Por otro lado, tenemos a la que apunta ser la heredera universal del legado Preysler: Tamara Falcó Preysler, hija del marqués de Griñón (la única con sangre noble de la familia). No hace falta decir que Tamara ya ha despuntado (y con acierto) en el terreno social. Se lanzó al estrellato, y nunca mejor dicho, cuando tuvo aquel accidente contra un Starbucks en el centro de Madrid. Luego vendrían entrevistas en las que declaraba que no conducía tan mal y que se personaje histórico favorito era Robbin Hood. Tamara, lejos de ser solo una simple socialité, ha destacado como una experta enóloga por las bodegas de su padre. Además, en la finca familiar llevará a cabo proyectos de bodas como organizadora de eventos. Tamara no sabe lo que significa estar en la cola del paro.

Finalmente, tenemos a la pequeña Ana. La pequeña de los hijos de Isabel. Si no me he perdido, la Preysler tiene cinco hijos: con Julio Iglesias tuvo a Chábeli, Enrique y Julio José.
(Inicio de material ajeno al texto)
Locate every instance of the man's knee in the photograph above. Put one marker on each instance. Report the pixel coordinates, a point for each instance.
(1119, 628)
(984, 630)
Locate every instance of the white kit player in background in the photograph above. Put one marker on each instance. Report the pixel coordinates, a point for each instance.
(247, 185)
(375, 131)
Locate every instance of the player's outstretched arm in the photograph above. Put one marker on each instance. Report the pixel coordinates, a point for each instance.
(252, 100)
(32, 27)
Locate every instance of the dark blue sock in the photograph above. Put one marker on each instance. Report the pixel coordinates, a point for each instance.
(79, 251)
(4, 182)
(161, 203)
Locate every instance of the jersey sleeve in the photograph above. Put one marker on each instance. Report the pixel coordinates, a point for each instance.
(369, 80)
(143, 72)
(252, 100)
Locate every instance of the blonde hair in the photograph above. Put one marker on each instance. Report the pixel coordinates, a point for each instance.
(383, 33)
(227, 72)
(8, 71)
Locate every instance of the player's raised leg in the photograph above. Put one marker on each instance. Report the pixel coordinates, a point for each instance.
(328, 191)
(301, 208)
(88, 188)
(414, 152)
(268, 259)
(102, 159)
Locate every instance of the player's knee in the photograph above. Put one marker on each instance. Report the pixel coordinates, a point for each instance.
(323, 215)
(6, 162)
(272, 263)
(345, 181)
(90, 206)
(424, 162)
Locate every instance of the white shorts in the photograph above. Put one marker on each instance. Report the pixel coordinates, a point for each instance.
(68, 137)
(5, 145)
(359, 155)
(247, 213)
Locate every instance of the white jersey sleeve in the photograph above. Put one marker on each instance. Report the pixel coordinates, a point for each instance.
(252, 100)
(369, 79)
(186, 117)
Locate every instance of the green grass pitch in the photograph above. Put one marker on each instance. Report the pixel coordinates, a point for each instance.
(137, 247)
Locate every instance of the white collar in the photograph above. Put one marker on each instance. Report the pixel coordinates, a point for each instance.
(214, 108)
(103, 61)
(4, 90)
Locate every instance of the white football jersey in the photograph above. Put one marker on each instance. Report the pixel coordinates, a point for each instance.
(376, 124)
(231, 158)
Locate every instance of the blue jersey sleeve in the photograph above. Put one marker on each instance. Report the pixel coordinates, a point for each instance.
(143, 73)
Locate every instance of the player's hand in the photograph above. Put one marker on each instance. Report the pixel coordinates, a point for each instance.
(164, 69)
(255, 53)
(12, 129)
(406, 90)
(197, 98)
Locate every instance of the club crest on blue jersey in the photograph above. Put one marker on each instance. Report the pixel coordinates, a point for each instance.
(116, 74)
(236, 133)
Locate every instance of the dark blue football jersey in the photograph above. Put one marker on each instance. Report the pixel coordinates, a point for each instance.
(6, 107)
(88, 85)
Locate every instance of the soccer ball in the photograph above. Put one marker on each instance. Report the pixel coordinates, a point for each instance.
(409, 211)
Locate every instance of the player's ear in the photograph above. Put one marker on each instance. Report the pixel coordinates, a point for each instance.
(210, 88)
Con el marqués de Griñón, a Tamara, y con Miguel Boyer, a Ana. La pequeña Ana es una chica discretísima. Mona, con cuerpo y que posa cuando le mandan. Es un poco Chábeli en cuanto a lo de salir todo el día perfecta e ir a fiestas para lucirse. Creo que tanto Chábeli como Ana tienen asumido que la que va a suceder a mamá, seguramente dentro de unos cuantos años, será Tamara porque le divierte mucho y tiene carisma para ello. La Falcó ha ido vendiéndonos cada capítulo de su vida vía ¡Hola!: cuando vivía en París, cuando decidió independizarse en un ático…

Y ahora que se acerca la Navidad, estoy casi seguro que Isabel y sus hijos volverán a posar. Bien sea en Buckingham porque han sido invitados por Carlos de Inglaterra o bien, en el pabellón de la piscina de invierno de la casa de los Boyer-Preysler. Porque una Navidad sin posado, no es una Navidad.